Inchmahome, an anglicisation of Innis Mo Cholmaig ("my-Colmac's island"), is the largest of three islands in the Lake of Menteith, in Stirlingshire.

== History ==
Inchmahome is best known as the location of Inchmahome Priory and for the attendant priors of Inchmahome.

The priory was founded in 1238 by the Earl of Menteith, Walter Comyn, for a small community of the Augustinian order (the Black Canons). The Comyn family were one of the most powerful in Scotland at the time, and had an imposing country house on Inch Talla, one of the other islands on the lake. There is some evidence that there was a church on the island before the priory was established.

The priory has a long history of receiving many notable guests. King Robert the Bruce visited three times, in 1306, 1308 and 1310. His visits were likely politically motivated, as the first abbot had sworn allegiance to Edward I, the English King. In 1358 the future King Robert II also stayed at the priory. In 1547 the priory served as a refuge for Mary, Queen of Scots, aged four, hidden here for a few weeks following the disastrous defeat of the Scots army at the Battle of Pinkie Cleugh during the Rough Wooing.

The famous English travel writer, H.V. Morton, visited in the 1930s and wrote:

Far in the middle of the lake was a low greyness that rose and fell in queer shadows, as though the once holy isle of Inchmahome was built up out of lake water like a mirage.

This little island is one of Scotland's shrines; it was here that we can think of Mary Queen of Scots living, for once, happy hour in that first garden of her simpleness.

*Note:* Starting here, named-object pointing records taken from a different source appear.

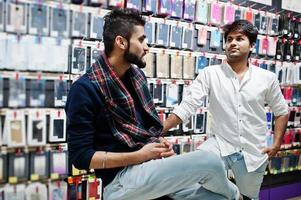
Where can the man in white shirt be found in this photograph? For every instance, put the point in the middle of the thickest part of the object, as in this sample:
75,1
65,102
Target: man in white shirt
237,93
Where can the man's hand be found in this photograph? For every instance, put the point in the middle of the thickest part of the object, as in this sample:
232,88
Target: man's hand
155,151
271,151
167,145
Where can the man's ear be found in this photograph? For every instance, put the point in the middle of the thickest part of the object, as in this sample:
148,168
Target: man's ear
121,42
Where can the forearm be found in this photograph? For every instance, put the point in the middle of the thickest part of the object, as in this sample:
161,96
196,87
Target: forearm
279,129
172,121
103,159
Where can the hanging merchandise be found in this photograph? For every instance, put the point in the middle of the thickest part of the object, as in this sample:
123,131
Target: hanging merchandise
158,92
79,23
202,35
162,64
38,53
134,4
172,95
165,7
39,165
36,127
238,14
79,55
57,127
60,92
96,27
57,190
149,69
37,93
58,163
149,30
58,54
273,30
16,17
14,128
215,61
264,21
96,50
202,62
188,65
216,38
176,66
59,22
176,36
1,98
272,44
162,33
187,127
287,54
263,45
296,52
36,191
177,8
229,13
17,92
17,52
14,192
38,19
279,50
150,6
188,37
249,15
296,33
189,9
3,167
199,122
116,3
2,5
201,13
257,18
3,50
216,13
18,163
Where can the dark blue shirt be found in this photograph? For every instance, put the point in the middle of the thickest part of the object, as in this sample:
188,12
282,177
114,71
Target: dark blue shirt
87,128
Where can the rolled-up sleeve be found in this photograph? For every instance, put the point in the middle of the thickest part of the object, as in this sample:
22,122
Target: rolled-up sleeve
194,97
275,99
80,129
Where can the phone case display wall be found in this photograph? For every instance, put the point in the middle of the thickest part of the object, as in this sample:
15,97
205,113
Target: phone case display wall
44,46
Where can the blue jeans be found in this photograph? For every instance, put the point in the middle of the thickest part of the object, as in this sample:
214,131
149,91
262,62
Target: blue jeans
248,183
194,175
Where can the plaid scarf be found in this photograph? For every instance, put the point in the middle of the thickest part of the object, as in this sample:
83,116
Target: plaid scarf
119,104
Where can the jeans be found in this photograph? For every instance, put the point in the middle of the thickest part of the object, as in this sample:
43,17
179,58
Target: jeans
248,183
195,175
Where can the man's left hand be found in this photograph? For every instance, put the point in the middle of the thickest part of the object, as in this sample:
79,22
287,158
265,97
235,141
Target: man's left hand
271,151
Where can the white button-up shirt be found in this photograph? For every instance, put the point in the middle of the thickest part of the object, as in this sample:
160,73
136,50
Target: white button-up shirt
237,108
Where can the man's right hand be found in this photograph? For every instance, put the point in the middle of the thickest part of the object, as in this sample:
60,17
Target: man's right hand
155,151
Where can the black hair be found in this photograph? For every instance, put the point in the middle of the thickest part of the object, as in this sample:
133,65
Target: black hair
120,21
243,26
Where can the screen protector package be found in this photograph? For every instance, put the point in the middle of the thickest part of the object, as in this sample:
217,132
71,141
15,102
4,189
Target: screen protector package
79,24
59,22
15,128
79,56
57,129
17,92
60,93
38,19
36,127
16,17
37,93
162,64
149,69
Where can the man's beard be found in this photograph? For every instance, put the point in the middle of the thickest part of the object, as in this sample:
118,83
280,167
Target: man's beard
134,59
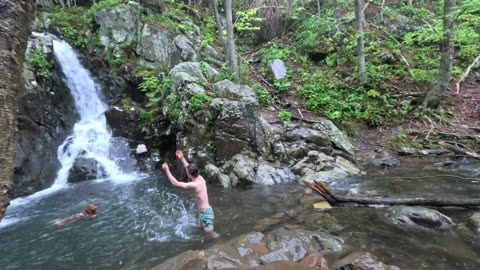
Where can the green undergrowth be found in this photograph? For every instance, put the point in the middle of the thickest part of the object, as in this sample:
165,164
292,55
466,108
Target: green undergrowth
321,61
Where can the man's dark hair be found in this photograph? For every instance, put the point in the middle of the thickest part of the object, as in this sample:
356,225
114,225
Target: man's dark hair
193,169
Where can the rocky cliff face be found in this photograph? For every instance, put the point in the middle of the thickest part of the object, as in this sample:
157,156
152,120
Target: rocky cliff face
230,135
45,118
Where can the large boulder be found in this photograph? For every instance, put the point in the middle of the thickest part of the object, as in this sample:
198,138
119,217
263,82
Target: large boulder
122,122
280,249
161,48
156,47
418,217
474,222
118,25
45,117
270,174
233,118
240,169
362,261
85,169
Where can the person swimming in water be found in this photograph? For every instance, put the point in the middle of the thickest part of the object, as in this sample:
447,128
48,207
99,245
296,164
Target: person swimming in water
89,212
199,188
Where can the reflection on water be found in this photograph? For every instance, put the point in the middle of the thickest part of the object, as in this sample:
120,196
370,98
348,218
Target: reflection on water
142,223
138,225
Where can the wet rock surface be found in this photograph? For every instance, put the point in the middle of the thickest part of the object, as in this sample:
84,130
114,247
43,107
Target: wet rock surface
44,119
85,169
362,261
278,249
419,217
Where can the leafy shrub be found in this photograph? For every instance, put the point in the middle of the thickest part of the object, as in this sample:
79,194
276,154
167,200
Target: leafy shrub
197,102
263,95
285,116
73,24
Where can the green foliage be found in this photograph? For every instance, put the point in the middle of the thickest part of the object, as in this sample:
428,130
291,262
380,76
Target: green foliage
325,94
224,74
114,60
282,85
273,51
73,24
422,112
247,19
263,95
42,68
313,31
208,33
101,4
197,102
40,63
285,116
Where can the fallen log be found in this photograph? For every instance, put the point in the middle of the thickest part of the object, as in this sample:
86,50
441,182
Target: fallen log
333,199
458,150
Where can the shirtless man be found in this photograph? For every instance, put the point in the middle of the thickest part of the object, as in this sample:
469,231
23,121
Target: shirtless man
199,188
89,212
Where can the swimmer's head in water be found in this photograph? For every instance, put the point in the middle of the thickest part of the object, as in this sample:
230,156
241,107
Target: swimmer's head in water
90,210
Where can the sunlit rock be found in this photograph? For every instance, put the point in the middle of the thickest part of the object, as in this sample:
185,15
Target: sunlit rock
419,217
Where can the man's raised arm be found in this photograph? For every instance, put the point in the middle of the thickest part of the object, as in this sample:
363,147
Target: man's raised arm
173,180
180,156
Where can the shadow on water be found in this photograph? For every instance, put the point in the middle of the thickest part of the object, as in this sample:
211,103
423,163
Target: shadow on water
142,223
139,224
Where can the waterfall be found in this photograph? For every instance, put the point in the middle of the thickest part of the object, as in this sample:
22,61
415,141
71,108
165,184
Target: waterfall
91,137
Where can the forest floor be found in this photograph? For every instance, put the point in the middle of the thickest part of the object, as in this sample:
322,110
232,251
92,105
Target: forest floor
459,126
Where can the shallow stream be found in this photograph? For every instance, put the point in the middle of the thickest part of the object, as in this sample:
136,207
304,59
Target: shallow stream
143,222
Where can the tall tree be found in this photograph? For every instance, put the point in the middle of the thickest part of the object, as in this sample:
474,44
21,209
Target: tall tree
440,85
360,42
232,52
15,26
218,22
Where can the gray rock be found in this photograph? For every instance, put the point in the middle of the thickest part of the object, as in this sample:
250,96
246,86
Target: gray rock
407,151
229,90
269,174
215,175
275,256
186,47
187,72
278,69
233,127
419,217
156,48
43,123
141,148
241,168
118,24
85,169
362,261
122,122
337,137
474,222
307,135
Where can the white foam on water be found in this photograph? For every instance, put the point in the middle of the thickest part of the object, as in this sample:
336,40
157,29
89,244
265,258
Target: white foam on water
91,137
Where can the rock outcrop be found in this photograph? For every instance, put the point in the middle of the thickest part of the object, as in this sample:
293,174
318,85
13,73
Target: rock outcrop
45,118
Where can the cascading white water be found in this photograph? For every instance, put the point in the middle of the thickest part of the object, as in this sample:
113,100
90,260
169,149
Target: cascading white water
91,137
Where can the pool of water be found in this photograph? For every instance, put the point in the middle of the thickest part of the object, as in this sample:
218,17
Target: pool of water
139,224
142,223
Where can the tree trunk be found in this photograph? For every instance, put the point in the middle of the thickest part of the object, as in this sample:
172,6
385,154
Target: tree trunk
360,43
15,23
218,22
232,54
440,86
333,199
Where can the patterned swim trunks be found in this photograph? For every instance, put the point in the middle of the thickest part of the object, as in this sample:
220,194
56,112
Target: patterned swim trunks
206,217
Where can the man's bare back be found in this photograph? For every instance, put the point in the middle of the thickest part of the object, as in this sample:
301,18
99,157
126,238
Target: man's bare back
199,186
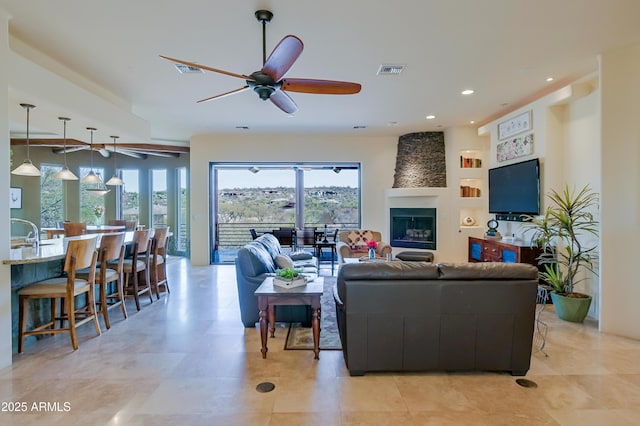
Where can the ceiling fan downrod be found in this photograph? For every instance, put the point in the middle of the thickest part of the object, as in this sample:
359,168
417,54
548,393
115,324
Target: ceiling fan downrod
264,16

On Inchmahome, she was hidden when the English were hammering at the gates of Stirling... Legend has labelled every yard of Inchmahome. There are the 'Queen's Bower', the 'Queen's Tree', and the 'Queen's Chamber'.

Although Mary, Queen of Scots, was only on the island for a matter of weeks, at the age of five, fanciful stories have grown up around her on the island. For example, they state that it was here that she started to learn languages, held a mock court with the Four Marys, planted a box hedge and did needle work. A contemporary charter in Mary's name indicates that she was accompanied by her council, narrating that after "the field of Pynkyn Clewiche, quhen we wer transportit furtht of our castell of Streviling to the Isle of Inchemaquhomo by our dearest moder oure tutour and governour and lordis of oure counsall beyng then in the same Isle".